Apart from detecting pleural effusion, ultrasound can also determine the aeration status of underlying lung. In case of aerated, normal lung, short vertical echogenic lines, called the “Sub-B lines” may be visualized (Figure 13). On the contrary, a shredded margin or frank hepatisation/sonographic bronchograms denote underlying lung consolidation. Furthermore, a quantitative assessment of volume of pleural fluid can also be done using the BLUE-pleural index as highlighted by Lichtenstein [7]. This is done by measuring the interpleural distance at the PLAPS point and applying the correction factor in case of underlying lung consolidation. For example, 3 mm, 1 cm and 2 cm correspond to a “BLUE-pleural volume” of 15–30 ml, 75–150 ml, and 300–600 ml respectively.
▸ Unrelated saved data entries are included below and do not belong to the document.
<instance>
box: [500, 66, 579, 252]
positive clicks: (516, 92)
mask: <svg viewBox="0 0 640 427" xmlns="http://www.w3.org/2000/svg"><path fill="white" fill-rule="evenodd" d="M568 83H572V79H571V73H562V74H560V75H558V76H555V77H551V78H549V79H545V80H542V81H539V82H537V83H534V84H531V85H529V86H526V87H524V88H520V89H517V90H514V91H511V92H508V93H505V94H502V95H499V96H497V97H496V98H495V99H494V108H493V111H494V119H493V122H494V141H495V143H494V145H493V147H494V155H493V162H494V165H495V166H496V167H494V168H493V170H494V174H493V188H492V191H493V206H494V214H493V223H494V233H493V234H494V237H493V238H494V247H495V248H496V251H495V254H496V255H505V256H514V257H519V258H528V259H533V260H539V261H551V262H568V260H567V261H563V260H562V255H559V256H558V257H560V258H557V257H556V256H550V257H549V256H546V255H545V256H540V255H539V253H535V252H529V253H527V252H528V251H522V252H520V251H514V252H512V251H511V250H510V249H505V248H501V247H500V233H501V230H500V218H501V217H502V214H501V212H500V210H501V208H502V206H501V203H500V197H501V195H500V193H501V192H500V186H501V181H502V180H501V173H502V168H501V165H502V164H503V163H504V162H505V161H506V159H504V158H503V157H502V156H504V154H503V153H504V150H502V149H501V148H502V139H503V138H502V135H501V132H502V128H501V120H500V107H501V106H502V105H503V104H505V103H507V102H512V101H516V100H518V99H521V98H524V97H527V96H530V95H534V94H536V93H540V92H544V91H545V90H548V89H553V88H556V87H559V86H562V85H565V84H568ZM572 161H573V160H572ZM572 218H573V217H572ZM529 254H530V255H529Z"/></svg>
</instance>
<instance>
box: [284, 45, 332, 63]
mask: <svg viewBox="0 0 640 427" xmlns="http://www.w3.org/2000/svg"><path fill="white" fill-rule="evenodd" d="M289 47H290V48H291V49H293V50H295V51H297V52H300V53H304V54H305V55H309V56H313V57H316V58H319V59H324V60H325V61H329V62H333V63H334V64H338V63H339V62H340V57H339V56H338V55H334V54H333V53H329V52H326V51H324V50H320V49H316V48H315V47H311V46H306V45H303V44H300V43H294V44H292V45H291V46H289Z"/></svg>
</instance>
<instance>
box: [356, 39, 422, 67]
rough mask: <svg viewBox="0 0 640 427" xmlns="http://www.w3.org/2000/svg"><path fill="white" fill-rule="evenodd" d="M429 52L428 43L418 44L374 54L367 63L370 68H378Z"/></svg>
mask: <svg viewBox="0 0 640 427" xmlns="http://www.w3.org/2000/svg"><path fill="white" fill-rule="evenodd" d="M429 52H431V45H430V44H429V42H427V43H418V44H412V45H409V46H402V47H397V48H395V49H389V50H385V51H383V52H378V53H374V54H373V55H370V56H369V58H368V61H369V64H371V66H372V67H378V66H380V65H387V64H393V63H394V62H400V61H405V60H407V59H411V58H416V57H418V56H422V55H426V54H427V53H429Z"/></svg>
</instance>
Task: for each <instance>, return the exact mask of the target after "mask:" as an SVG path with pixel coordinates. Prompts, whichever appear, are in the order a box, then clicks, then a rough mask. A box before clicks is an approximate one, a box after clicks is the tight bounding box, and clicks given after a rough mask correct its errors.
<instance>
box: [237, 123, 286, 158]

Lung ultrasound is a useful imaging modality in the evaluation of dyspnea. With its non-invasive nature, easy availability, and lack of ionizing radiation, ultrasound is capable of diagnosing common respiratory pathologies causing dyspnea including pneumonia, pneumothorax, pulmonary edema, and acute exacerbation of COPD/severe asthma, apart from its traditional use in detecting pleural effusion. It has a short learning curve and when performed with the appropriate technique depending on the clinical scenario, it can assist in arriving at an accurate diagnosis at the bedside, allowing prompt management in critically ill patients.
▪ Lung Ultrasound is a useful tool, especially for bedside diagnosis of dyspnea in the acute and critical care setting.
▪ Lung ultrasound is based on analyzing the ultrasound artifacts generated, and applying the principles of the Bedside Lung Ultrasound in Emergency (BLUE) protocol to arrive at a diagnosis.
▪ Correlation with history and clinical findings at the bedside further adds to the diagnostic value of this quick and feasible technique.